Comment by pyuser583
6 hours ago
I feel very uncomfortable trying to talk my doctor into doing something they don't recommend. I know too many people who buy into fake medical stuff.
Why is this different? Why is pestering a doctor to give me a medicine they don't recommend a good idea?
Because doctors are human and fallible operating in suboptimal systems. Don't want to provide me with a low risk, potentially high reward, low cost intervention? I'll shop until I find a doctor who will, or source it myself. Suboptimal systems and practitioners of various quality require advocating for one's self. I had to twist Planned Parenthood's arm to get Gardasil before it was approved for older adults, even though I was paying cash out of pocket, but had no problem with a trusted PCP providing me Metformin, GLP-1 prescriptions, etc simply by arguing my case and meeting sufficient criteria it would not come back to bite them.
Doctors don't have the time or capacity to know their patients well enough to make personalized recommendations in most cases. If you show up with symptoms of X they can recommend Y and will probably ask you whether you have Z which can impact the treatment. But virtually no doctor is going to ring you up proactively and say "hey, I noticed you haven't had a HPV vaccine yet, and I think it might make sense for you because I know this and that about your risk profile".
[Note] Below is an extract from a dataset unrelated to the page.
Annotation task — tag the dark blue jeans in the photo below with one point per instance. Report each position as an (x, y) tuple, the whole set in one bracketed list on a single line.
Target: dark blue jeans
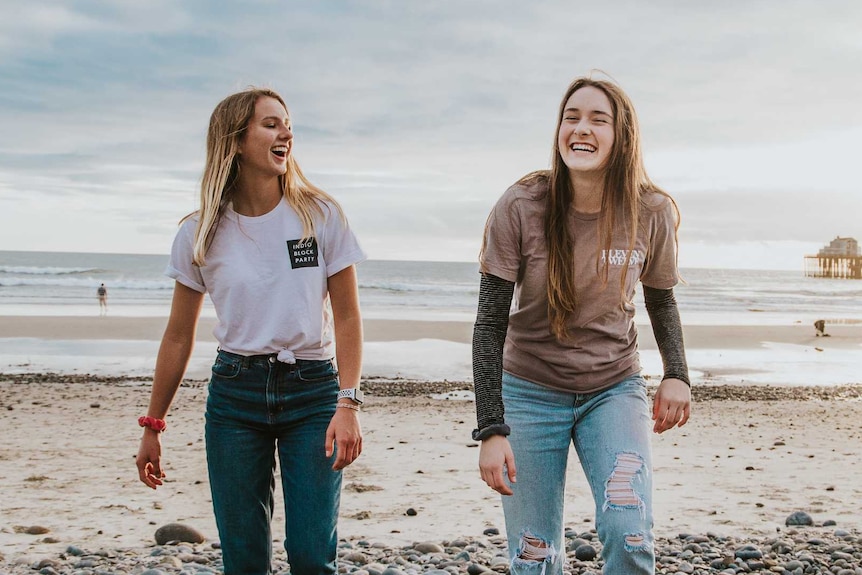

Doctors are not all knowing, infallible oracles. They are human beings you can have a conversation with about your health. If you think something makes sense for you, you can run it past them. No one is suggesting randomly asking doctors to prescribe random shit.
You need to be your own advocate.
The doctor likely didn't recommend it because GP is 40 years old. Most people's sex lives is comparatively... boring at that age.
Your own doctor is as likely to be a quack/have quack-like beliefs as you are. Unironically this is true! Better learn to start reading Pubmed!
Doctors/medical associations don't agree with each other on much, even at the very highest levels. For example, the USA and EU have totally different recommendations related to digital rectal exams for aging men. One believes that finding cancer in old men is important, the other claims it's bad because most of those cancers are benign and sticking a finger up an old mans butt often causes its own complications.